Agreement in the trialogue for the application of AI.

VS – 12/2023

Negotiators from the European Parliament and the Council reached a compromise on the EU's planned regulation covering AI systems on Friday 8 December after a marathon 36-hour negotiating session. The compromise follows the risk-based approach included in the European Commission's (EC) draft law of 21 April 2021. Points of contention during the final phase were regulating the so-called basic AI models, such as those on which ChatGPT is based, as well as the possibilities of biometric monitoring being implemented.

Risk-based approach

The vast majority of AI applications will fall into the minimal risk category, which does not have to fulfil any requirements. They include AI-supported recommendation systems or filters. Conversely, strict requirements will apply to AI systems categorised as high-risk. They also apply to risk mitigation systems, data set quality, documentation, information for users and cybersecurity issues as well as mandatory human supervision.
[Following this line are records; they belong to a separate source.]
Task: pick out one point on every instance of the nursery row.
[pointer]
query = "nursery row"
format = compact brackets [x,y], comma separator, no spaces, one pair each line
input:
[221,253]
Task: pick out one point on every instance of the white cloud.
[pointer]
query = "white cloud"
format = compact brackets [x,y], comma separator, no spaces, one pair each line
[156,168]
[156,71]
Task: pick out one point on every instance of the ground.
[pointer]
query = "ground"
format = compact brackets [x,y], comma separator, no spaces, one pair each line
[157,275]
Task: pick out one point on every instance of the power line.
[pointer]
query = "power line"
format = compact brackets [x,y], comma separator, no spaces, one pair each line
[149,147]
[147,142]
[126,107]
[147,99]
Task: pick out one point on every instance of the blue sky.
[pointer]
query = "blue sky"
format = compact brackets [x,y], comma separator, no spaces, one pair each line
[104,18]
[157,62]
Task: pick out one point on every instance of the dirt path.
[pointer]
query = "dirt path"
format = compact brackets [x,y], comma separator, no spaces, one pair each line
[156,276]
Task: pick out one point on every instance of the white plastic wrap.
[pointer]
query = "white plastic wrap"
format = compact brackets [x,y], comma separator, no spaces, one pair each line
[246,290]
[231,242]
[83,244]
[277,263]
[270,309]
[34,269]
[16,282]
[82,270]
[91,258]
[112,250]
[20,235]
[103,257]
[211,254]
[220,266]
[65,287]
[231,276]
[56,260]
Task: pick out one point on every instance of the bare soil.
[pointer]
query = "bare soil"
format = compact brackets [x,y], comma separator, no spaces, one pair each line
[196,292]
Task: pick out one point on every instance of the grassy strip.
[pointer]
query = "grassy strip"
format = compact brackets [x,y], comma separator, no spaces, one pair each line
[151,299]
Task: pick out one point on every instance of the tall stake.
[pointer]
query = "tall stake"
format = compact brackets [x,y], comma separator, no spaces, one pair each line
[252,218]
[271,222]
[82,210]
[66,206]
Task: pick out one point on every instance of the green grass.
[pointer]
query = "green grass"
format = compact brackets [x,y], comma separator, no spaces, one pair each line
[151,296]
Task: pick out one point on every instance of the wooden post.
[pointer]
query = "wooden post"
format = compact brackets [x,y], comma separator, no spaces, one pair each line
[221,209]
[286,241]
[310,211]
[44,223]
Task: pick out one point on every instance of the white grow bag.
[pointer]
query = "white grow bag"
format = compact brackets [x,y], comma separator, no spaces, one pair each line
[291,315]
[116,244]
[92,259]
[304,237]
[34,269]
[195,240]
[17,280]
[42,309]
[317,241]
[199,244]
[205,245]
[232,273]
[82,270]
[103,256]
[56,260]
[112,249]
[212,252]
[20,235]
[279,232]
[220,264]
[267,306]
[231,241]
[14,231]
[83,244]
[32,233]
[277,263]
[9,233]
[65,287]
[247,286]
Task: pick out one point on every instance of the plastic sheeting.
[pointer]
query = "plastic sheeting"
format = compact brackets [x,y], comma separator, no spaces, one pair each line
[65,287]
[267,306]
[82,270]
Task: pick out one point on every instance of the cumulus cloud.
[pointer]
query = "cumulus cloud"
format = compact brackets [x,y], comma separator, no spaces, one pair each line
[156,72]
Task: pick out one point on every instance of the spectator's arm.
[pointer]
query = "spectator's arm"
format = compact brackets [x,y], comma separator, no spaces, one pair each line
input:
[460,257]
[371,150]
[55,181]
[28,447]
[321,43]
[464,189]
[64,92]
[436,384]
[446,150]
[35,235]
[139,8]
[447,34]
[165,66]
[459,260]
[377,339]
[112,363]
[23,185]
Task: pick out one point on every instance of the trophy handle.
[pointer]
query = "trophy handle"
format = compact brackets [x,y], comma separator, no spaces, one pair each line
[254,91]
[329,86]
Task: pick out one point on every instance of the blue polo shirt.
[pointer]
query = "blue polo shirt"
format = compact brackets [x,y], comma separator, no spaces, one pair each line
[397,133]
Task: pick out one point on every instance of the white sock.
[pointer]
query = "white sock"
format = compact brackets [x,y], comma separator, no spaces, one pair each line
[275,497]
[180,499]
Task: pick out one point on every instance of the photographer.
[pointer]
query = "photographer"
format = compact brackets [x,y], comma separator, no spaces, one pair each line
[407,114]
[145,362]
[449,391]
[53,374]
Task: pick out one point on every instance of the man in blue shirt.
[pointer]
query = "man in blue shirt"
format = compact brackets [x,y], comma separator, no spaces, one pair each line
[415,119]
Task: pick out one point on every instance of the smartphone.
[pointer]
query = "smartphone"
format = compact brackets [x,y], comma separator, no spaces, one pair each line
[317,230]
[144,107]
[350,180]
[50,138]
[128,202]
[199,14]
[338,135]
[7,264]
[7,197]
Such high-risk AI systems also include critical infrastructures as well as the systems used in law enforcement, border controlling and justice.

Dangerous practices that entail an unacceptable risk, such as using AI to manipulate free will or for social scoring, should be generally prohibited. Emotion recognition will also be banned in the workplace and in educational institutions.

Transparency obligations

Providers must design their systems in such a way that synthetic content such as audio, video, text and images produced in a machine-readable format are marked as being artificially generated or manipulated and can be recognised as such. When interacting with AI systems such as chatbots, it must be made clear to users that they are in contact with a machine. Deepfakes and other AI-generated content must be therefore marked as such, and users must also be informed whenever systems for biometric categorisation or emotion recognition are being used.

Disclosing the data sources being used

Special regulations will be enacted for large so-called basic AI models, which are trained on an extensive database and can be adapted to a wide range of different tasks. This is intended to ensure transparency along the value chain. A new European Office for Artificial Intelligence will also be set up within the EC. It will monitor how the new regulations that apply to AI models are implemented and enforced in conjunction with the responsible national market monitoring authorities.

What are the next steps

The trialogue's political agreement must now be formally confirmed by the European Parliament and the Council. The AI Act will come into force 20 days after publication in the Official Gazette and will be applied after two years. Exceptions are bans will apply after six months and regulations for large basic models will apply after twelve months.